NBC execs, of course, claim no prior knowledge of Lauer’s predation.
“Everybody knew,” one high-level industry source told Vanity Fair. An NBC employee added that “the real focus right now should be on this complete disingenuous behavior by NBC to say, ‘I’m shocked.’ ”
Yet Kathie Lee Gifford, another “Today,” co-host, actively defended Lauer on-air and encouraged the American public to forgive him. “No person is perfect in this world,” she said Thursday. “I texted [Lauer] this morning and I said, ‘I adore you.’ ”
Saner voices, though in the minority, should prevail.
On “CBS This Morning,” as Gayle King emotionally flailed about, co-host Norah O’Donnell kept her focus on the real story: The women who came forward, the unknown victims who may not, and what this moment tells us about how far we have to go.
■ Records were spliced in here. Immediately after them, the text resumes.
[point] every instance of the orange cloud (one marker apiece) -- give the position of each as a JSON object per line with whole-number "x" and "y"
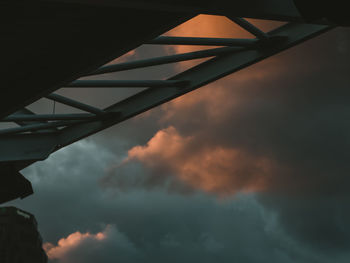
{"x": 65, "y": 245}
{"x": 215, "y": 169}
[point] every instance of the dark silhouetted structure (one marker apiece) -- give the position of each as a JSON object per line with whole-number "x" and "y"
{"x": 20, "y": 241}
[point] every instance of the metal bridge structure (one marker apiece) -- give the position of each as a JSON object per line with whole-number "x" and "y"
{"x": 50, "y": 44}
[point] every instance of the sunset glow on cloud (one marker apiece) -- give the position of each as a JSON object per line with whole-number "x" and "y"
{"x": 65, "y": 245}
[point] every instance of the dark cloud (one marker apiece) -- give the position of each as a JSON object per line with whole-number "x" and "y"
{"x": 279, "y": 128}
{"x": 289, "y": 114}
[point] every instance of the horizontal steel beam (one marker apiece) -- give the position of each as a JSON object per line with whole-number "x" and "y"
{"x": 126, "y": 83}
{"x": 46, "y": 117}
{"x": 74, "y": 104}
{"x": 199, "y": 76}
{"x": 36, "y": 127}
{"x": 165, "y": 60}
{"x": 203, "y": 41}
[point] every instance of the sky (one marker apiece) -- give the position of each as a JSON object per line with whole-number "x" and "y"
{"x": 251, "y": 168}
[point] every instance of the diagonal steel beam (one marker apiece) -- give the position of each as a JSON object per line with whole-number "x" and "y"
{"x": 126, "y": 83}
{"x": 74, "y": 104}
{"x": 203, "y": 41}
{"x": 198, "y": 76}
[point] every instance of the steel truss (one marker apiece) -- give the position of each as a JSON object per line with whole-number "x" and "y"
{"x": 37, "y": 135}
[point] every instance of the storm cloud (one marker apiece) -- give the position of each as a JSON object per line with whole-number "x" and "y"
{"x": 252, "y": 168}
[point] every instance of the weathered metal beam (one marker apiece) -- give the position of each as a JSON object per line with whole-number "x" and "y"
{"x": 199, "y": 76}
{"x": 36, "y": 127}
{"x": 46, "y": 117}
{"x": 203, "y": 41}
{"x": 74, "y": 104}
{"x": 249, "y": 27}
{"x": 165, "y": 60}
{"x": 29, "y": 147}
{"x": 126, "y": 83}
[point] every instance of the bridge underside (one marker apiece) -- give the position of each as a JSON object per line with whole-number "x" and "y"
{"x": 49, "y": 44}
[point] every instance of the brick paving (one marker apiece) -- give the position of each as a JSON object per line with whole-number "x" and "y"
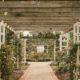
{"x": 39, "y": 71}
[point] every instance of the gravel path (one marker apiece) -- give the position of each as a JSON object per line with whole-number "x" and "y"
{"x": 39, "y": 71}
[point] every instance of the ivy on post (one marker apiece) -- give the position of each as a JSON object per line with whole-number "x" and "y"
{"x": 7, "y": 62}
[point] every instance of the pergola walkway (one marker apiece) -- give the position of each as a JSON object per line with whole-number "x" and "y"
{"x": 39, "y": 71}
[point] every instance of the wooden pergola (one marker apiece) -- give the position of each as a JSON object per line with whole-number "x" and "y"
{"x": 40, "y": 15}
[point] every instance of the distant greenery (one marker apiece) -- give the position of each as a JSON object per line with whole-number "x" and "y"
{"x": 39, "y": 57}
{"x": 67, "y": 62}
{"x": 7, "y": 62}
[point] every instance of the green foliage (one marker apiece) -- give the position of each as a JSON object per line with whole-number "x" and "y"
{"x": 7, "y": 62}
{"x": 67, "y": 62}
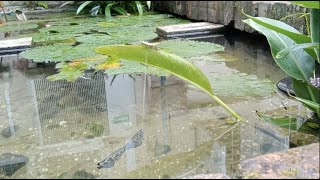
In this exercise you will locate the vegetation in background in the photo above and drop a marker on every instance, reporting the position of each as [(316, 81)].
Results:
[(110, 7), (295, 53)]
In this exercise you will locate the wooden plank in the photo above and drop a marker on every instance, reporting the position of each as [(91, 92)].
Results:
[(189, 29), (15, 45)]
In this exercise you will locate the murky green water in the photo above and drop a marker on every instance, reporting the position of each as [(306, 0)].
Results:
[(62, 130)]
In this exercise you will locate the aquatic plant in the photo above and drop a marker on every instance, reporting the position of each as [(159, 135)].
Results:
[(165, 61), (295, 53), (107, 7)]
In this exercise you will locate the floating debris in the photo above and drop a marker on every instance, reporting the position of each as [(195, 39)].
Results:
[(7, 132), (109, 162), (136, 140)]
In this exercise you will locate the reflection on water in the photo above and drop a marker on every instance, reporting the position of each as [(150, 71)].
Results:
[(63, 130)]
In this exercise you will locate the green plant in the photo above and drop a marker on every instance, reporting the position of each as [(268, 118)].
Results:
[(36, 3), (109, 7), (295, 53)]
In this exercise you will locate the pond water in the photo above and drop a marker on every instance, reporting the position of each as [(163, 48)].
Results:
[(153, 127)]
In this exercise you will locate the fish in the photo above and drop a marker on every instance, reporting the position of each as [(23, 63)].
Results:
[(110, 161), (136, 140)]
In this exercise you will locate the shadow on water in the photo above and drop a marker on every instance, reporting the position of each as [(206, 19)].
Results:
[(65, 128)]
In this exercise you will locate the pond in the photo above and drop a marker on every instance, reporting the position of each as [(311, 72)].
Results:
[(138, 125)]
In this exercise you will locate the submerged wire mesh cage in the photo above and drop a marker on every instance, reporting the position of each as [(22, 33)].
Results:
[(71, 110)]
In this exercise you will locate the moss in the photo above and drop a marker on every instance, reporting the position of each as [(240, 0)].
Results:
[(292, 172)]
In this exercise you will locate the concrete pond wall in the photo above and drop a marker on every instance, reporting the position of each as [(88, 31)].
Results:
[(230, 12)]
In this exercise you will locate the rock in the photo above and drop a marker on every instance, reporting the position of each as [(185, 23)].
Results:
[(208, 176), (296, 163), (10, 163), (6, 133), (83, 175)]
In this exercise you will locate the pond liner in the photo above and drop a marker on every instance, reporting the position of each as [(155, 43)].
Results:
[(285, 85)]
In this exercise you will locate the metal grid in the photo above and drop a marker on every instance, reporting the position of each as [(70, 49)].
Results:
[(71, 110)]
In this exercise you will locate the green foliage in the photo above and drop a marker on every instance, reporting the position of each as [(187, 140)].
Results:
[(59, 52), (292, 52), (110, 7), (189, 48), (130, 67), (91, 33), (168, 62), (308, 4)]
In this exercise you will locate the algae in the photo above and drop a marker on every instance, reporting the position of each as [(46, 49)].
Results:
[(130, 67), (189, 48), (14, 26)]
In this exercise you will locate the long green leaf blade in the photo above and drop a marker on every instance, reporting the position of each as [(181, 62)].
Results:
[(286, 51), (280, 27), (149, 4), (66, 3), (139, 7), (314, 27), (172, 63), (83, 5), (297, 64), (284, 29), (107, 11), (167, 62), (308, 4)]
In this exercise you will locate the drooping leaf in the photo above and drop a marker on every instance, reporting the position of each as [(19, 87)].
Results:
[(286, 51), (189, 48), (43, 4), (314, 28), (139, 7), (66, 3), (297, 64), (305, 91), (308, 4), (312, 104), (94, 11), (167, 62), (149, 4), (107, 11), (282, 28), (83, 5)]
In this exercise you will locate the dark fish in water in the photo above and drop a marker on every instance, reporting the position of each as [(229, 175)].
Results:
[(111, 159), (135, 141)]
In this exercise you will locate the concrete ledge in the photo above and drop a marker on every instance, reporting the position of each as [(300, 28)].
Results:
[(296, 163), (229, 12)]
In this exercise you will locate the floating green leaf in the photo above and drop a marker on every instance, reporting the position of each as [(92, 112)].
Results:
[(130, 67), (165, 61)]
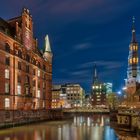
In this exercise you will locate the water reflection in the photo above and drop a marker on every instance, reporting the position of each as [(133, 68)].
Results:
[(95, 127)]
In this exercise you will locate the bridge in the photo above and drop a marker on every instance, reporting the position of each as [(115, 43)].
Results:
[(86, 110)]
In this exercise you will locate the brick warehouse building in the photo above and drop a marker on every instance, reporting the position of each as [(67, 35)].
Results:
[(25, 71)]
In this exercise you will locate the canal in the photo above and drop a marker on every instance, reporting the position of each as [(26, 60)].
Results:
[(93, 127)]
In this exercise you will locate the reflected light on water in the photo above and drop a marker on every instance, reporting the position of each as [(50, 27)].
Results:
[(94, 127)]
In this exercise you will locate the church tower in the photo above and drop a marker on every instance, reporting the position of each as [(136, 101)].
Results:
[(98, 95), (133, 71)]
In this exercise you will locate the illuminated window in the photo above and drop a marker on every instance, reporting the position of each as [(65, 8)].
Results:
[(19, 89), (38, 93), (130, 61), (134, 60), (7, 87), (7, 73), (7, 102), (38, 73)]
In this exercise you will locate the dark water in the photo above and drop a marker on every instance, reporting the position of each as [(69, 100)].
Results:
[(79, 128)]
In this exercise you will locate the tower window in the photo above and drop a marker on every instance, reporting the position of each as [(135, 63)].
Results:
[(38, 73), (7, 61), (7, 87), (7, 73), (19, 89), (19, 65), (7, 103), (7, 48)]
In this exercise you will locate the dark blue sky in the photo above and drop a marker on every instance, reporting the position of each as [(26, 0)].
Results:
[(83, 32)]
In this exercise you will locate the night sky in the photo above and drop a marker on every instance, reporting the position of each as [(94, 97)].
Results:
[(81, 33)]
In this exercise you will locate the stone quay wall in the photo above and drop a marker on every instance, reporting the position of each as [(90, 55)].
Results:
[(11, 118)]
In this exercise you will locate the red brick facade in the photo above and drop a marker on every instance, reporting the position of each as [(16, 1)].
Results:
[(25, 72)]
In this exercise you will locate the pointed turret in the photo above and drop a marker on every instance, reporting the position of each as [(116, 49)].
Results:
[(133, 32), (47, 50)]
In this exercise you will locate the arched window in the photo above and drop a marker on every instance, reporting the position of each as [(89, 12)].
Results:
[(7, 73), (7, 103), (27, 80), (7, 47)]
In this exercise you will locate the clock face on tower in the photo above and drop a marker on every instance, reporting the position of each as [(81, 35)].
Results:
[(27, 40)]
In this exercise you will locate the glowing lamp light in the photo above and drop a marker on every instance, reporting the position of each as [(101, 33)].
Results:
[(124, 88), (97, 87), (119, 92)]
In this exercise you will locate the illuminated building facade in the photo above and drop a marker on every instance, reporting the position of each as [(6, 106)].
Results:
[(132, 83), (56, 91), (59, 97), (109, 87), (98, 95), (75, 94), (25, 71)]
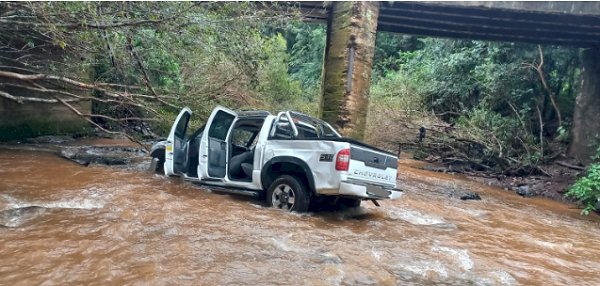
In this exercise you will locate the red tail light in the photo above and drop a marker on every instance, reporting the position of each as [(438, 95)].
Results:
[(342, 160)]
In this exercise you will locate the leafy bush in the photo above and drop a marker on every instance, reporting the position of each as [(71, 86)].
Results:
[(587, 189)]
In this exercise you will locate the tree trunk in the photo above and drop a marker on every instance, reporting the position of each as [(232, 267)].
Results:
[(347, 67), (585, 132)]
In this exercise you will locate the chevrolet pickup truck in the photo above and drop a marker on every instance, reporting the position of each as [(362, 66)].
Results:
[(290, 159)]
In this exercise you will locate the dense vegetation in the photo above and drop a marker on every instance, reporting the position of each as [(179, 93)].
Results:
[(491, 106)]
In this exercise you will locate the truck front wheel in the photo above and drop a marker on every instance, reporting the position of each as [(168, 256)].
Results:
[(288, 193)]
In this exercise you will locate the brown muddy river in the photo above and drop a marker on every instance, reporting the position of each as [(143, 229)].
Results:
[(65, 224)]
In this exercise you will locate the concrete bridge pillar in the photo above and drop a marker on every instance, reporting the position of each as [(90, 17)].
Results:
[(351, 32), (585, 132)]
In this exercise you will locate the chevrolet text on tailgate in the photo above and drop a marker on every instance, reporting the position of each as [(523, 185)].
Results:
[(291, 159)]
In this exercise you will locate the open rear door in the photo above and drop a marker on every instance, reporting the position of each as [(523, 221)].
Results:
[(176, 150), (213, 146)]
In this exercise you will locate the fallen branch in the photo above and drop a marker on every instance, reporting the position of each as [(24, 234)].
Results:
[(570, 166)]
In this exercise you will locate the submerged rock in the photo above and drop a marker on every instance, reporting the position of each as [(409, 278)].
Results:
[(470, 196), (19, 216), (50, 139), (524, 190), (108, 155)]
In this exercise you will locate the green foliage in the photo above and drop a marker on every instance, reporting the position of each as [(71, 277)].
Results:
[(587, 189), (490, 92)]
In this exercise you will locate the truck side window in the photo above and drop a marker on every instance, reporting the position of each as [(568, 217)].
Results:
[(283, 130), (220, 125), (182, 126)]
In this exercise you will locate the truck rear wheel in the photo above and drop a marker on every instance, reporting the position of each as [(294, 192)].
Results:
[(288, 193)]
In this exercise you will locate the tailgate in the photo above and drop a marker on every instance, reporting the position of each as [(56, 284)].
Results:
[(371, 166)]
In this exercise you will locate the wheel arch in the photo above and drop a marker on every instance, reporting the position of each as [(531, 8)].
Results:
[(287, 165)]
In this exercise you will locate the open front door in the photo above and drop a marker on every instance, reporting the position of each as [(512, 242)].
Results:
[(213, 146), (176, 151)]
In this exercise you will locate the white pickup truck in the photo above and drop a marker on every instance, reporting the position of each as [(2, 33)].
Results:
[(290, 158)]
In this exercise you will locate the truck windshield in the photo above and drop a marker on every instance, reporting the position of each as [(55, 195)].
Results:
[(310, 127)]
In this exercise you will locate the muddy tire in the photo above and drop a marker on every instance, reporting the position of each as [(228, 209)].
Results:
[(288, 193)]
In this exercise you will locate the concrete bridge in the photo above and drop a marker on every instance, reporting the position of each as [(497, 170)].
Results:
[(352, 28)]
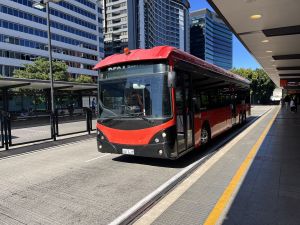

“Women cannot achieve equality in the workplace or in society until there is a reckoning and a taking of responsibility,” she said. “This has to end. This behavior is wrong. Period.”
O’Donnell never mentioned Rose by name.
Guthrie should have refused to read the folksy “statement from Matt.” She should demand, on-air, to know which NBC executives allowed Lauer to install a button under his desk, one that allowed him to close his office door remotely. She should have fought NBC for allowing Lauer to issue an insincere apology under their aegis instead of on his own lonely Twitter feed, as Rose was forced to do.
Right now, Savannah Guthrie has arguably more power than any on-air personality at NBC. She should consider how best to use it.